Made in the UK: Playwrights

From Shakespeare to Stoppard, writer Andrea Mullaney charts the influence of the playwrights who have lived, worked and written about the UK, and whose work is synonymous with UK theatre.

Made in the UK: Playwrights

‘Not of an age but for all time.’ That was fellow playwright Ben Jonson’s verdict on William Shakespeare’s work after his death – but Jonson could not have known just how accurate his prediction would prove to be. There were certainly playwrights before Shakespeare and, even in his day, he was just one of a number of competing voices. Yet he is the one who has lasted and whose fame has spread throughout the world.

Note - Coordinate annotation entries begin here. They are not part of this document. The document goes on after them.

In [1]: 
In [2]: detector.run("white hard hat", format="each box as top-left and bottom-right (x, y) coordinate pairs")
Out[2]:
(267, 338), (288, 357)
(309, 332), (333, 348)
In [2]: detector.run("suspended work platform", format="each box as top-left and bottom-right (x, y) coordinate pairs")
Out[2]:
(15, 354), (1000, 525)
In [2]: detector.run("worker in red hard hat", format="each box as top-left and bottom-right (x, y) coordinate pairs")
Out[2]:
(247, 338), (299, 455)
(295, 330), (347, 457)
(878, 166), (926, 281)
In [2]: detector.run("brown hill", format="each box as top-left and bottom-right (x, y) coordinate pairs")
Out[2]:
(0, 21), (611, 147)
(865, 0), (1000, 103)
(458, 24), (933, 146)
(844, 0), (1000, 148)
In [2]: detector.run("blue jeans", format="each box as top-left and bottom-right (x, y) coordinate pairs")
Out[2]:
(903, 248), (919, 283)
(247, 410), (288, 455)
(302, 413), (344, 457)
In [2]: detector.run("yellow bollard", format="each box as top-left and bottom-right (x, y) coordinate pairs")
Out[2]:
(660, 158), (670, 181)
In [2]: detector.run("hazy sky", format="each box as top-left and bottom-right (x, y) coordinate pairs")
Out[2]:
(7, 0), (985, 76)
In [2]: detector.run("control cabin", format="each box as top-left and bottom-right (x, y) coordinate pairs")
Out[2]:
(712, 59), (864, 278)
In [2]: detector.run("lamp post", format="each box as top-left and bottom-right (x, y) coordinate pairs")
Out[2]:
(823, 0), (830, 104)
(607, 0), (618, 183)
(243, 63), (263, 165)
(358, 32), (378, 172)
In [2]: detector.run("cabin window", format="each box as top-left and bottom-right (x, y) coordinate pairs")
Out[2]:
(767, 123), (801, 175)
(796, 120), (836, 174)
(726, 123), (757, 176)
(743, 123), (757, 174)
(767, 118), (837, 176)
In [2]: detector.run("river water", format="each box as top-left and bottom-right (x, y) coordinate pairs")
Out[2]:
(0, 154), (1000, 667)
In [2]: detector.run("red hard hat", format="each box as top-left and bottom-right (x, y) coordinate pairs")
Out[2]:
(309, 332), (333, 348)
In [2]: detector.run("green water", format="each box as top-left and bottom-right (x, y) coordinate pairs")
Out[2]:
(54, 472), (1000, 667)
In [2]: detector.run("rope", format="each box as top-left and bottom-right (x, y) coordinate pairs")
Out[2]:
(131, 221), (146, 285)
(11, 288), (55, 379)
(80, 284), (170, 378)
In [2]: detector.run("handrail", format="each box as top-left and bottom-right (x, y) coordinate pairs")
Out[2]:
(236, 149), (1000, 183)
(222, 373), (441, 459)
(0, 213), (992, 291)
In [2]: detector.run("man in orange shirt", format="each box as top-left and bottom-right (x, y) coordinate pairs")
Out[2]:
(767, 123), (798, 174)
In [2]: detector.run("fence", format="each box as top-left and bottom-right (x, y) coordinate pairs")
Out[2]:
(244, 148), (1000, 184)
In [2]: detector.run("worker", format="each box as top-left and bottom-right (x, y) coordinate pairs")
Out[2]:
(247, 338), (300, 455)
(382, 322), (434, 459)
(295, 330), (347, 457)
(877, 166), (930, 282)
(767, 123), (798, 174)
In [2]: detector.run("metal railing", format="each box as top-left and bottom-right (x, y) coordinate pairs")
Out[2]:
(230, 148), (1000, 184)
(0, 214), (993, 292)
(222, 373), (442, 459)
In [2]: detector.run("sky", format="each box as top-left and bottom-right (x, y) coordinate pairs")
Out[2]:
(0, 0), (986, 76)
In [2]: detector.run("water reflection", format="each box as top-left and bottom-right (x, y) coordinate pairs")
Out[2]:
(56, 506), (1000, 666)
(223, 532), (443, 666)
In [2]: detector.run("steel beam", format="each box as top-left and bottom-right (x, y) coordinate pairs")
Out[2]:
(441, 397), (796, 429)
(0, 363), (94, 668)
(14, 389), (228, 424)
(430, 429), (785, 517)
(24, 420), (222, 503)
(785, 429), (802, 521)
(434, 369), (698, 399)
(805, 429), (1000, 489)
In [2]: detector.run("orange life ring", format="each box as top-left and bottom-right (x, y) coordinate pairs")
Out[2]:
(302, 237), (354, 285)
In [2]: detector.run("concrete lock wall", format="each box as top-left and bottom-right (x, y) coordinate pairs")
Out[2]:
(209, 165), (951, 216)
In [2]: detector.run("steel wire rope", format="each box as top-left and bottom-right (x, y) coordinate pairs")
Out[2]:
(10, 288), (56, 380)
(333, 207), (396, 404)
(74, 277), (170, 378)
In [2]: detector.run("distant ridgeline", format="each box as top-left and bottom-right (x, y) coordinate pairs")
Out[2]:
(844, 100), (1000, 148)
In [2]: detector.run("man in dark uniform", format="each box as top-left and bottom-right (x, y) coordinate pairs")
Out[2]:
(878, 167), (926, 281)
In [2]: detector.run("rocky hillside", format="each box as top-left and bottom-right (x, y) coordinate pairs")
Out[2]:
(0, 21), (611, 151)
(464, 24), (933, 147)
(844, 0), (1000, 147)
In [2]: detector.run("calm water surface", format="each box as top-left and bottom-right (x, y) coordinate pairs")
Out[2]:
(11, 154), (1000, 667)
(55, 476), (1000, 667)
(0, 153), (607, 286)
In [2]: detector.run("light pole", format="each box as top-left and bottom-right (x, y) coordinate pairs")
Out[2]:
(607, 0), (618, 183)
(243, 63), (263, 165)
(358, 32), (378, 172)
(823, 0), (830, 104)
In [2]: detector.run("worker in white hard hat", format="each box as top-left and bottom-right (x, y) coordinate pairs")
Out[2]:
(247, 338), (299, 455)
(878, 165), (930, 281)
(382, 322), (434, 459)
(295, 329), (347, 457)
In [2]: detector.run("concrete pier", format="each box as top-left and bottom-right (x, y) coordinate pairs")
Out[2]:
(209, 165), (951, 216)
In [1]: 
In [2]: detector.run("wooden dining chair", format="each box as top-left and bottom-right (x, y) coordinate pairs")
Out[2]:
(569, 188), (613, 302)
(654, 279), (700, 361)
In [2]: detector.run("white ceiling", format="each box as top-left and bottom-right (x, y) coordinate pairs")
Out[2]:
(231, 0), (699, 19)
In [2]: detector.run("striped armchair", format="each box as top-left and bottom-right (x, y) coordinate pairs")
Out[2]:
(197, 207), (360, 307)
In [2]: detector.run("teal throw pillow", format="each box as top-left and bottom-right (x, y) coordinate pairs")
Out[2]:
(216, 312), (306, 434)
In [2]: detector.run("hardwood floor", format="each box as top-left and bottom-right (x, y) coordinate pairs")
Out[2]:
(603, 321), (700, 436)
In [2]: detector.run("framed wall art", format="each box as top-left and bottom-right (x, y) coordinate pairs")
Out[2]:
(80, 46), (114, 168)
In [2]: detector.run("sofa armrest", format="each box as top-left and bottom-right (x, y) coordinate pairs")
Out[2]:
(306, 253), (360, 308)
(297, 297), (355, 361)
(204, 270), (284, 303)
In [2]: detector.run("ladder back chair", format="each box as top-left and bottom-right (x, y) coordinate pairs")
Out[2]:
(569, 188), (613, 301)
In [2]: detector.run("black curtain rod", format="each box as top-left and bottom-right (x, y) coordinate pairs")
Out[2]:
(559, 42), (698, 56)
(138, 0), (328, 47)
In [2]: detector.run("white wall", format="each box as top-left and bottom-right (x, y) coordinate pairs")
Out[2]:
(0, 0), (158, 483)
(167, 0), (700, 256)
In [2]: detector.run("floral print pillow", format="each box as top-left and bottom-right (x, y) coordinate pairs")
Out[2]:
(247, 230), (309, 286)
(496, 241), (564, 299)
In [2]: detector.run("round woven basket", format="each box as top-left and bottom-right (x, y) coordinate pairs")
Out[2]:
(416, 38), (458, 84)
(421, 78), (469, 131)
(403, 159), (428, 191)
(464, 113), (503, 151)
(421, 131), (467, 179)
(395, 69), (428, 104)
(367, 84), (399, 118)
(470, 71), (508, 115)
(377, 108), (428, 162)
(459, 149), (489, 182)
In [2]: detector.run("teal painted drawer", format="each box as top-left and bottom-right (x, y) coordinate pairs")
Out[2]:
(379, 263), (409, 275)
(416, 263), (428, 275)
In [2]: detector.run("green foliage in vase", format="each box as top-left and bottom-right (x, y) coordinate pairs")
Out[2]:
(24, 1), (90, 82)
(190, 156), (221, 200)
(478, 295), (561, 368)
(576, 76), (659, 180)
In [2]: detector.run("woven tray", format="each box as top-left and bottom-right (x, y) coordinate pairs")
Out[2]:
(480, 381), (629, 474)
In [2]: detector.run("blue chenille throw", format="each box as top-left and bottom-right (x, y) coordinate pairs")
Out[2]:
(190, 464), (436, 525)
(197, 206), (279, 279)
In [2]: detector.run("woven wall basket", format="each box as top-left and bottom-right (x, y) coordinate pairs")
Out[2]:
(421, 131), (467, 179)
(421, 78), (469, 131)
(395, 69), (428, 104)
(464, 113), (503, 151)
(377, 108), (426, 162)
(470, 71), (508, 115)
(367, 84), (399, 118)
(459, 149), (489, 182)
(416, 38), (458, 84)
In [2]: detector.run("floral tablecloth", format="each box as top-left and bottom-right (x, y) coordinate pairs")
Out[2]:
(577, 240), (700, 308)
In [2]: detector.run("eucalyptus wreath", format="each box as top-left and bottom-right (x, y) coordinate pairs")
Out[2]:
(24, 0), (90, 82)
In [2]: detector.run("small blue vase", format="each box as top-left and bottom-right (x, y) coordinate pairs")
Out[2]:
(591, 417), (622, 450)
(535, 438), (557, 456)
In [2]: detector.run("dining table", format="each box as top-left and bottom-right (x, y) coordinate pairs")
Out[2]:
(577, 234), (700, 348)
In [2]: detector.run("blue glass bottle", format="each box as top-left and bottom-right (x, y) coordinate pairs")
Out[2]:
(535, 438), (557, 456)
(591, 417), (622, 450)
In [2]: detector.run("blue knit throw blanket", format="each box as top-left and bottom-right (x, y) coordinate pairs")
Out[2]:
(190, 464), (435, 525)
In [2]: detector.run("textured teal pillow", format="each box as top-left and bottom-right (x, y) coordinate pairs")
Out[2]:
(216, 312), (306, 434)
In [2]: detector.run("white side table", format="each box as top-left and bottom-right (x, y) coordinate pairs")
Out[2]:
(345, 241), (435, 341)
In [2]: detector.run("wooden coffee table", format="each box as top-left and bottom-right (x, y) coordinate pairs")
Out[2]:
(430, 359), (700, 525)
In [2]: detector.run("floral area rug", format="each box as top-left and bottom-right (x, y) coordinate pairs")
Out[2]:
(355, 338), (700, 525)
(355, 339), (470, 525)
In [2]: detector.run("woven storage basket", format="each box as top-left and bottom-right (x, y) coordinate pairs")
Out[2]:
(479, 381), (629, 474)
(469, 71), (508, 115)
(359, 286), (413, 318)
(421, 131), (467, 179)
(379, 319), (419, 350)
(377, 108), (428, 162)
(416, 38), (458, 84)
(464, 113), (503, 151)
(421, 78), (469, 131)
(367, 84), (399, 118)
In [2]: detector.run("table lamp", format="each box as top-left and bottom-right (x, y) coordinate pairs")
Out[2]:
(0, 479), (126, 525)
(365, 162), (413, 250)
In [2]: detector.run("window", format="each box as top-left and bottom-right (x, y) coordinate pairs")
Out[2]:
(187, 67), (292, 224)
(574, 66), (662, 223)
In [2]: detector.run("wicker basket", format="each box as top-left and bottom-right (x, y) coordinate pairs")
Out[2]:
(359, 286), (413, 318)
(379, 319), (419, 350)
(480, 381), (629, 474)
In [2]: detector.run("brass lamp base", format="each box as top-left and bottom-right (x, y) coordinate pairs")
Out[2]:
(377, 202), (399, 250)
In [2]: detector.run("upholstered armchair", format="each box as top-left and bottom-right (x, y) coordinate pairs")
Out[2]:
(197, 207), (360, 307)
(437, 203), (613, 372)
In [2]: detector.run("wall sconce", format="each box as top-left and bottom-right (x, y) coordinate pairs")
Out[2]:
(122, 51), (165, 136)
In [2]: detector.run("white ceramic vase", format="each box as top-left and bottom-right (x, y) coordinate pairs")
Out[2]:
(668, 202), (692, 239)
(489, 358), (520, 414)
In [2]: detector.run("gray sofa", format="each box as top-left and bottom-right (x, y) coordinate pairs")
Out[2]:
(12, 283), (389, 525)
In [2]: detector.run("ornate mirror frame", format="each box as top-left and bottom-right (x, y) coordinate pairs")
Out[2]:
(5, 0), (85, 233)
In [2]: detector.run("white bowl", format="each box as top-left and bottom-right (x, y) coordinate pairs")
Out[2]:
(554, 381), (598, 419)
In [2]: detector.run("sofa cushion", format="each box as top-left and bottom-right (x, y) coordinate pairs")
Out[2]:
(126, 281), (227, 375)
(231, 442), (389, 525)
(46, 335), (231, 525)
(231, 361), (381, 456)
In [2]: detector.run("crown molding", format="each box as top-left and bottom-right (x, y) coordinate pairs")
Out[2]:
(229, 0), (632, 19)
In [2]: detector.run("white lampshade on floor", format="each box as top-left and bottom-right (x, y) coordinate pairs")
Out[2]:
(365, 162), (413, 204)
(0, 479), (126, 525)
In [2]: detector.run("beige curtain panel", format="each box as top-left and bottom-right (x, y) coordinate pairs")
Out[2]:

Today, nearly 400 years after his death, it’s impossible to speak about UK theatre without putting Shakespeare at its heart, and his 37 plays are still performed constantly both at home and abroad. The tales of Hamlet, Romeo and Juliet, Othello and Macbeth are familiar even to those who have never seen the plays performed in a theatre.

Inspiring playwrights

These are quintessentially British plays and, for many people, Shakespeare is at the heart of UK culture. Indeed, he was recently voted the fifth greatest Briton of all time. But the plays themselves are hardly insular examinations of any one country or people. Drawing on stories from many lands and often set in exotic locations, they have a universal quality that has kept them alive. And where Shakespeare triumphs over his contemporaries is in the fact that his work can be interpreted in an almost unlimited number of ways, allowing them to be reinvented for each new generation.